İnsan hak ve özgürlüklerinin korunmasında en önemli mekanizma yargıdır. Ülkemizde ise, bağımsız olmadığı, en üst düzey yetkilileri tarafından da sık sık dile getirilen yargı bir sorunlar sarmalı ile kuşatılmış bulunmaktadır. Son yıllarda ise yargının siyasallaştığı ve insan haklarını korumak şöyle dursun, artık ihlallere aracılık eder hale geldiğine ilişkin tartışmalar kamuoyunda sıkça yapılmaktadır.
Eskişehir'de oturan yazar Atasoy Müftüoğlu'nun evi 06 Mayıs 2000 gece yarısı 02:00'de basılmış ve 12 saat boyunca evi didik didik aranarak darmadağın edilmiş, evinden birtakım kitaplar ve kasetler alınarak götürülmüş ancak birkaç saat sonra da kendisi serbest bırakılmıştır.

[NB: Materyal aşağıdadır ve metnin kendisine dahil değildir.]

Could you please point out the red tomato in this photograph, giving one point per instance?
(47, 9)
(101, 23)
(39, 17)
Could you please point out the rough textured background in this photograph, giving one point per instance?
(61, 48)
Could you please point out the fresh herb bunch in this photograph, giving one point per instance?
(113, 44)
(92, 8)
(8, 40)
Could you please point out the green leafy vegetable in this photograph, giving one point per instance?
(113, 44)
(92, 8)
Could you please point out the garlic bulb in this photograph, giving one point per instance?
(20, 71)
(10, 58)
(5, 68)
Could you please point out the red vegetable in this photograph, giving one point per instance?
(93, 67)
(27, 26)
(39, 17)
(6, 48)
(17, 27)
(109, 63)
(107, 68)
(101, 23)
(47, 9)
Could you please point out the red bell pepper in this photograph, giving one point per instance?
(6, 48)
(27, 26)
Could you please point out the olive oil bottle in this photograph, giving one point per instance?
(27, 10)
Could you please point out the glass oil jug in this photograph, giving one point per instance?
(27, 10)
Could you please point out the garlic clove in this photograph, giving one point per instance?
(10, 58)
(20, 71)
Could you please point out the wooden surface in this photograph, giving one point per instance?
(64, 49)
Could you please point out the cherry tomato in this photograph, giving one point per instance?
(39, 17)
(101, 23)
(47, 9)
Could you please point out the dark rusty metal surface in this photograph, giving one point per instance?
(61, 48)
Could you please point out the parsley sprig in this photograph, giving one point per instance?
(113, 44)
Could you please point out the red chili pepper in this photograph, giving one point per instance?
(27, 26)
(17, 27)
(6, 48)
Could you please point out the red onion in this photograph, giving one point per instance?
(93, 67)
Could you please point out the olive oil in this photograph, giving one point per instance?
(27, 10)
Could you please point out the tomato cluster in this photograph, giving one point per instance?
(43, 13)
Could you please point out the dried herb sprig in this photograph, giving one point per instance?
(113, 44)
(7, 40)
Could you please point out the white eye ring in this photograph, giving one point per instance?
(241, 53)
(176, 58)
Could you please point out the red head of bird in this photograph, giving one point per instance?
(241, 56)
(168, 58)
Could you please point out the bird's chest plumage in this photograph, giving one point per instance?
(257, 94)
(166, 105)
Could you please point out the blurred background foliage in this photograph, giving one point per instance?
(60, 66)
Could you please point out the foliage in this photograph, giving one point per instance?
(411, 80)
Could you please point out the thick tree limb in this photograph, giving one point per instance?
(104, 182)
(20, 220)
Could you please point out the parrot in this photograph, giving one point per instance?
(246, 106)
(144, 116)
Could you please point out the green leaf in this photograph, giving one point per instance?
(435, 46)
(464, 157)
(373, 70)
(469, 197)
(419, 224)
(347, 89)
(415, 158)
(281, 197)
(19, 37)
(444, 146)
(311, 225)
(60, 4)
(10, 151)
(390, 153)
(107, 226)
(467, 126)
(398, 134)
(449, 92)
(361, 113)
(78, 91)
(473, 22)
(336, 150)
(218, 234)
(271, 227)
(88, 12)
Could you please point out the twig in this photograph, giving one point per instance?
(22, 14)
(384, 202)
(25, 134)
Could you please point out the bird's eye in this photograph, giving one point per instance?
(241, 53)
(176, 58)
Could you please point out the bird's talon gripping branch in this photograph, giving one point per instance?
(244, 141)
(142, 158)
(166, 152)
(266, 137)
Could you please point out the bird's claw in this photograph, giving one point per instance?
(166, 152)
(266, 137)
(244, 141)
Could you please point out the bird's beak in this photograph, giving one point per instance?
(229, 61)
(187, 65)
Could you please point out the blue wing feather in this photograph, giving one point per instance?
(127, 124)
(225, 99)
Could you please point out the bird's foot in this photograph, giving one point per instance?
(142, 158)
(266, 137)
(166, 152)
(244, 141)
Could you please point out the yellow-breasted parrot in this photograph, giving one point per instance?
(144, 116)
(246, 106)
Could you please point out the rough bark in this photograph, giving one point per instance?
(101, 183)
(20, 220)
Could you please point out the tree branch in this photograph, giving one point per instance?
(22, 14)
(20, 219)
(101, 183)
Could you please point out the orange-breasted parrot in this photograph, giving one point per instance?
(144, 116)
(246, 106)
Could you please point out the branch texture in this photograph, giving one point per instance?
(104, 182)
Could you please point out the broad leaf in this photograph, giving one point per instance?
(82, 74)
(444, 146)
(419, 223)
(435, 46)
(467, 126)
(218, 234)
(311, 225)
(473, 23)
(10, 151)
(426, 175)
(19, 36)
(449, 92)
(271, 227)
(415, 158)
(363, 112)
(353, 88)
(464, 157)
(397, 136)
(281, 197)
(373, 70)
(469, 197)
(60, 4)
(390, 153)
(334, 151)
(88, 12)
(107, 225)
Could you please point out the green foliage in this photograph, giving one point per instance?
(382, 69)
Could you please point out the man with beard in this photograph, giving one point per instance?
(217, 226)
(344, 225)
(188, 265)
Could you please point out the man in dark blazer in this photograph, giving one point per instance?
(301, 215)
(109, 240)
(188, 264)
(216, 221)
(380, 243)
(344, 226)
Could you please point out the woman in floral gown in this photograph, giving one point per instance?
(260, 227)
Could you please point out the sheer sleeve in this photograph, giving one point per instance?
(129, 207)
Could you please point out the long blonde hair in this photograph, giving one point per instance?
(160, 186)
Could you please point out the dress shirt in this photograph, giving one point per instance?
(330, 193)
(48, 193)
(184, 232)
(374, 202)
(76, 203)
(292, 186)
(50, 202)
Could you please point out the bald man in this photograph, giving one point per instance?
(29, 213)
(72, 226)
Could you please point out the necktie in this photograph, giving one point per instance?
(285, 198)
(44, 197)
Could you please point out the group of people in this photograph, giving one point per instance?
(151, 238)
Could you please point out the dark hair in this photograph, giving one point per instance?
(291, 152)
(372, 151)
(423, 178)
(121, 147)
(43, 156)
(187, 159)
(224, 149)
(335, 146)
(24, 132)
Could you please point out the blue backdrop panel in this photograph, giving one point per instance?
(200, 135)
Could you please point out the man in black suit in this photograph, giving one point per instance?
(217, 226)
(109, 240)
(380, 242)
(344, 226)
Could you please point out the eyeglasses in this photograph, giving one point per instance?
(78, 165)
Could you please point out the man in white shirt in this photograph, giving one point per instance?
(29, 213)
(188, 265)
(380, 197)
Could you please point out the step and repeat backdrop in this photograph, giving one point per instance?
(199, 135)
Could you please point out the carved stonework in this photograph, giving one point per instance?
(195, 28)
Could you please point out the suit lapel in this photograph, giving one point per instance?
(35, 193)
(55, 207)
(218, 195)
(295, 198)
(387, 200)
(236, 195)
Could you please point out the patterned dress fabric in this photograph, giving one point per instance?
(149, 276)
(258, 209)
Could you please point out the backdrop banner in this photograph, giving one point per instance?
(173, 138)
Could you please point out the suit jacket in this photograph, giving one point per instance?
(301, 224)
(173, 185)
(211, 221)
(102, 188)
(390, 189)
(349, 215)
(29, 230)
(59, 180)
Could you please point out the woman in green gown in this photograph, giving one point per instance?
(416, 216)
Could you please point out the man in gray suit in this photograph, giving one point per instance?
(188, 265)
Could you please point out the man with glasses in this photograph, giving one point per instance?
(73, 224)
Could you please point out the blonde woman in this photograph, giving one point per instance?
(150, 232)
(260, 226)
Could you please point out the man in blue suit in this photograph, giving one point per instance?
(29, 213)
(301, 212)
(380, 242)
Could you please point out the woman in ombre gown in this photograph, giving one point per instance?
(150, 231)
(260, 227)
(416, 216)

Ancak bu baskından iki gün sonra 08 Mayıs 2000 günü Eskişehir Cumhuriyet Başsavcılığı, Müftüoğlu'nun evinde bulunan aylık Haksöz Dergisine ait 7 adet cilt ile bir adet kitap hakkında İstanbul Sulh Ceza Mahkemesince toplattırma kararı verildiği gerekçesiyle Atasoy Müftüoğlu hakkında "yetkili mercilerin emirlerine riayetsizlik" suçlamasında bulunmuş ve TCK 526/1 ve 36. maddelere aykırılıktan dava açmıştır. Oysa tedbir niteliğinde toplatılmasına veya bir mahkeme hükmüne dayanılarak zoralımına karar verilen kitapların mücerret bulundurulmasının Anayasa ve yürürlükteki kanun hükümlerine göre suç oluşturmayacağı yolunda Yargıtay içtihatları bulunmaktadır.

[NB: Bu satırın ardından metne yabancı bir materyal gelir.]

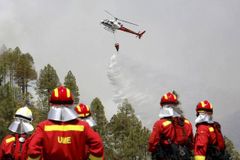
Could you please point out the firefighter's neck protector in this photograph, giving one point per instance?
(62, 113)
(168, 111)
(90, 121)
(204, 117)
(20, 126)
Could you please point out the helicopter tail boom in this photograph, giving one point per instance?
(140, 34)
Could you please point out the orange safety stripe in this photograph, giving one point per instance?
(83, 115)
(91, 157)
(68, 93)
(56, 92)
(64, 128)
(78, 108)
(9, 140)
(166, 123)
(187, 121)
(87, 108)
(199, 157)
(37, 158)
(211, 129)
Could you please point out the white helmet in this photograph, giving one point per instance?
(22, 121)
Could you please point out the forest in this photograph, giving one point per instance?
(124, 135)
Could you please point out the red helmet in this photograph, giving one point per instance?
(204, 106)
(169, 98)
(83, 110)
(61, 95)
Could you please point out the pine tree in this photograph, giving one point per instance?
(8, 105)
(127, 135)
(48, 80)
(98, 114)
(70, 82)
(231, 150)
(25, 72)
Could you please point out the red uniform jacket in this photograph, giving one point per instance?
(206, 135)
(12, 147)
(65, 140)
(163, 131)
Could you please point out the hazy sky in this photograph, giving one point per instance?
(189, 46)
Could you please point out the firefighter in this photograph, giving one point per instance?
(84, 113)
(209, 142)
(63, 136)
(172, 136)
(14, 145)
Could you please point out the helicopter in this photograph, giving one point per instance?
(114, 24)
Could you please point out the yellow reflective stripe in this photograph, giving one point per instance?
(187, 121)
(91, 157)
(68, 93)
(56, 92)
(64, 128)
(37, 158)
(211, 129)
(199, 157)
(12, 139)
(166, 123)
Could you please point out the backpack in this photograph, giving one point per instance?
(219, 137)
(178, 148)
(217, 151)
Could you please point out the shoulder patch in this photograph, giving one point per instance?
(166, 123)
(186, 121)
(9, 140)
(211, 129)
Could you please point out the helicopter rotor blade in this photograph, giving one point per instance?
(110, 14)
(128, 22)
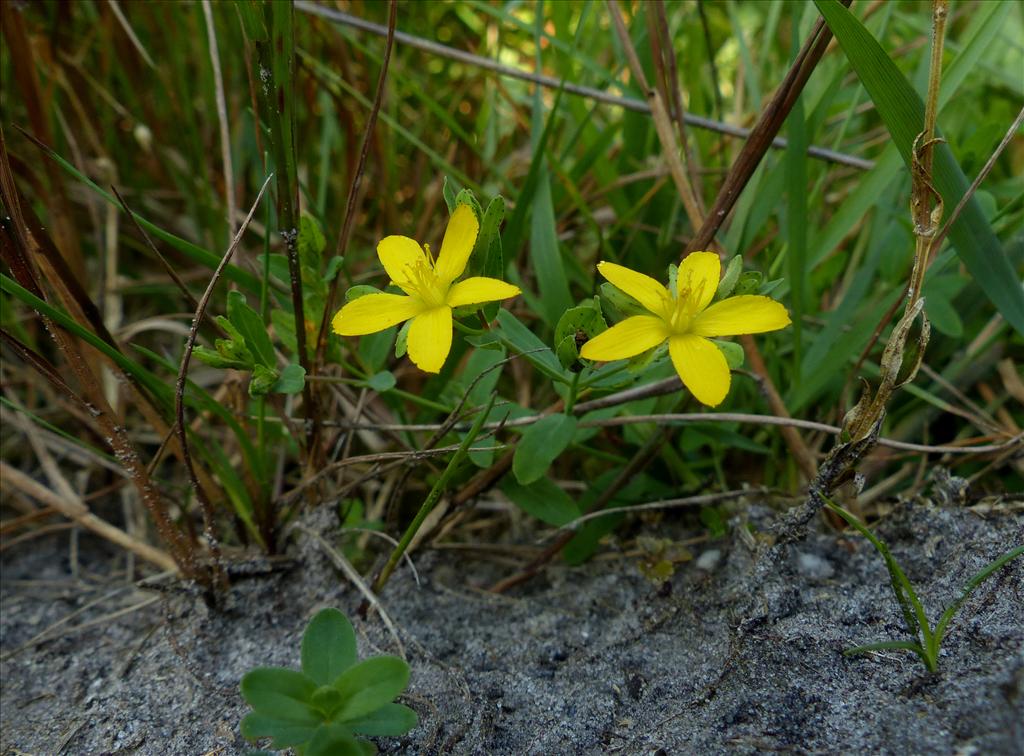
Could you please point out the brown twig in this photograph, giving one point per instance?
(353, 189)
(549, 82)
(663, 123)
(764, 131)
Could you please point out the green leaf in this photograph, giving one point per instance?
(328, 646)
(263, 381)
(449, 193)
(544, 500)
(541, 445)
(370, 684)
(390, 720)
(731, 277)
(383, 381)
(279, 693)
(903, 113)
(284, 732)
(250, 325)
(333, 266)
(734, 353)
(574, 328)
(620, 300)
(521, 339)
(750, 283)
(545, 255)
(217, 360)
(292, 379)
(359, 290)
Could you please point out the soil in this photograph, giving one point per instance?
(584, 660)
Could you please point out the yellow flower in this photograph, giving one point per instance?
(686, 322)
(431, 292)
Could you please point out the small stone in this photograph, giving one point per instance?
(813, 567)
(709, 559)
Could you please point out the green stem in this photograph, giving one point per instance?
(433, 497)
(570, 399)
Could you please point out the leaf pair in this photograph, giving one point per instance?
(322, 710)
(248, 346)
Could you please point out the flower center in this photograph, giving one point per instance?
(684, 307)
(425, 282)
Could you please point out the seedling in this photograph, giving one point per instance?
(927, 640)
(322, 710)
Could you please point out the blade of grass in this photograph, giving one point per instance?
(903, 113)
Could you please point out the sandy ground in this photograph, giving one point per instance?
(582, 661)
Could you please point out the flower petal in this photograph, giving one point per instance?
(479, 289)
(697, 279)
(399, 255)
(745, 313)
(458, 244)
(375, 312)
(626, 339)
(701, 367)
(430, 339)
(644, 289)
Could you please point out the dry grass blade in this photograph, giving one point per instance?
(78, 512)
(763, 133)
(179, 390)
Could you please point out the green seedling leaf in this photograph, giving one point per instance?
(263, 381)
(370, 684)
(383, 381)
(335, 740)
(541, 445)
(250, 325)
(576, 327)
(544, 500)
(281, 694)
(327, 700)
(292, 379)
(903, 114)
(284, 733)
(388, 721)
(731, 278)
(734, 353)
(328, 646)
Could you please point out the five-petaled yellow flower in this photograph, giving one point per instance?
(686, 322)
(431, 291)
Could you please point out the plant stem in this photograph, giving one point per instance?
(433, 497)
(570, 399)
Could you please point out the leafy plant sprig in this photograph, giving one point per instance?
(322, 710)
(927, 640)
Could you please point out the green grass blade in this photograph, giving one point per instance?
(977, 580)
(913, 613)
(901, 110)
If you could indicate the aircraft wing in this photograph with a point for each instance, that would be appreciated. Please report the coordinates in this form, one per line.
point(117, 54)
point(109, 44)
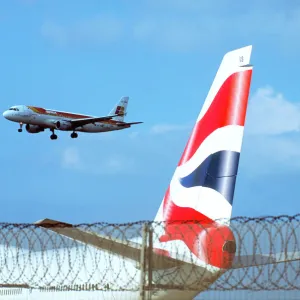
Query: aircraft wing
point(245, 261)
point(125, 249)
point(131, 250)
point(132, 123)
point(85, 121)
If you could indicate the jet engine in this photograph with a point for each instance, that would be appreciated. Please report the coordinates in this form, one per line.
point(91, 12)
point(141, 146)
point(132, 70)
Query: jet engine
point(33, 128)
point(63, 125)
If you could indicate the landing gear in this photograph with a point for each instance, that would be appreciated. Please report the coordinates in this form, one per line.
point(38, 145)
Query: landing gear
point(74, 135)
point(20, 129)
point(53, 136)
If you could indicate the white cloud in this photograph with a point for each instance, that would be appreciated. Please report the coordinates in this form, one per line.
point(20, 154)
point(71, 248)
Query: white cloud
point(166, 128)
point(270, 113)
point(99, 30)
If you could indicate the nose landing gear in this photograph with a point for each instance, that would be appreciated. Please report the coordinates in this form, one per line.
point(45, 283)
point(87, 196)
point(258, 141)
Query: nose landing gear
point(74, 135)
point(20, 129)
point(53, 136)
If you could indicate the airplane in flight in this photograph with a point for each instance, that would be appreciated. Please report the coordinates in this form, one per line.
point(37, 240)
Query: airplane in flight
point(201, 189)
point(37, 119)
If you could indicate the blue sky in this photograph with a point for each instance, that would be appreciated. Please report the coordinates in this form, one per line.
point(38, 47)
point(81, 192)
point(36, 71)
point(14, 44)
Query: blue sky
point(82, 56)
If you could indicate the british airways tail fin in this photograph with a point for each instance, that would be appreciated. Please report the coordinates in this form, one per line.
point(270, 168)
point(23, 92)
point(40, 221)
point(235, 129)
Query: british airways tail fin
point(203, 184)
point(120, 109)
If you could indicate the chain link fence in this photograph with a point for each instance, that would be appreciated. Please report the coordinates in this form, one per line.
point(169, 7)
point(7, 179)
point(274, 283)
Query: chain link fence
point(143, 260)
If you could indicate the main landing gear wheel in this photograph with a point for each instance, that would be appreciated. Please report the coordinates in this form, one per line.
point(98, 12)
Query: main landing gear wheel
point(74, 135)
point(20, 129)
point(53, 136)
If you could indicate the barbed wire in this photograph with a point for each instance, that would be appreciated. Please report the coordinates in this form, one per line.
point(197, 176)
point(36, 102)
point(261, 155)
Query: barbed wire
point(178, 255)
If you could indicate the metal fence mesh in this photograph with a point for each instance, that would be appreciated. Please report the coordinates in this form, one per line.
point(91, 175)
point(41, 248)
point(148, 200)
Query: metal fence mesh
point(49, 258)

Atasoy Müftüoğlu, yıllardan beridir şiddet karşıtı olduğu bilinen, herhangi bir gruba ya da örgüte mal edilmesi mümkün olmayan, çok sayıda telif ve tercüme eseri Türkiye okuyucusuna kazandırmış, uluslararası üne sahip ama mütevazı bir düşünce ve sanat insanıdır. Müftüoğlu'nun böyle bir muameleye tabi tutulmasına neden olan gerekçelerin neler olduğu hala kamuoyuna açıklanmamıştır.
Atasoy Müftüoğlu, 1960 yılından bu yana yazı hayatının içinde bulunmaktadır. Kimi günlük gazetelerde köşe yazarlığı yapmıştır. Pek çok edebiyat, sanat, düşünce, kültür ve siyaset dergisinde denemeleri ve uluslararası konferanslarda sunduğu tebliğleri yayınlanmış olan Müftüoğlu'nun yazı hayatı hala sürmektedir. Şimdiye kadar Firak, Furkan Günleri, Vakti Kuşanmak, Tevhidi Gerçekliğin Işığında, Vahyin Kılavuzluğu Altında, Rahman'ın Ayetleri Karşısında, Bunca Tuğyan Bunca Issızlık, Söyleşiler, Göklerin ve Yerin Dili, Yeni Bir Tarih Şafağı, Ümmet Bilinci, Bilinç Işıklarını Yakmak ve İlahi Şiarları Özgürleştirmek kitaplarını Türkiye okuyucusuna kazandırmış olan Müftüoğlu'nun hakkında böyle bir suçlama ile dava açılması, doğrudan insan haklarının, düşünce özgürlüğünün ve insan aklının yargılanmak istenmesi demektir.
MAZLUMDER, insan hak ve özgürlüklerinin geliştirilmesinden yana olan herkesi, 03 Temmuz 2000 Pazartesi günü Saat 09:00'da ilk duruşması yapılacak olan Atasoy Müftüoğlu'nu yalnız bırakmamaya çağırmaktadır. Kuşkusuz erdem, sıranın kendimize gelmeyeceğinden emin olsak dahi, haksızlıklar karşısında susmamaktır. Ne var ki, yarın her birimiz, evimizdeki bir kitaptan ötürü yargılanmayacağımızdan emin olma şansına da sahip değiliz.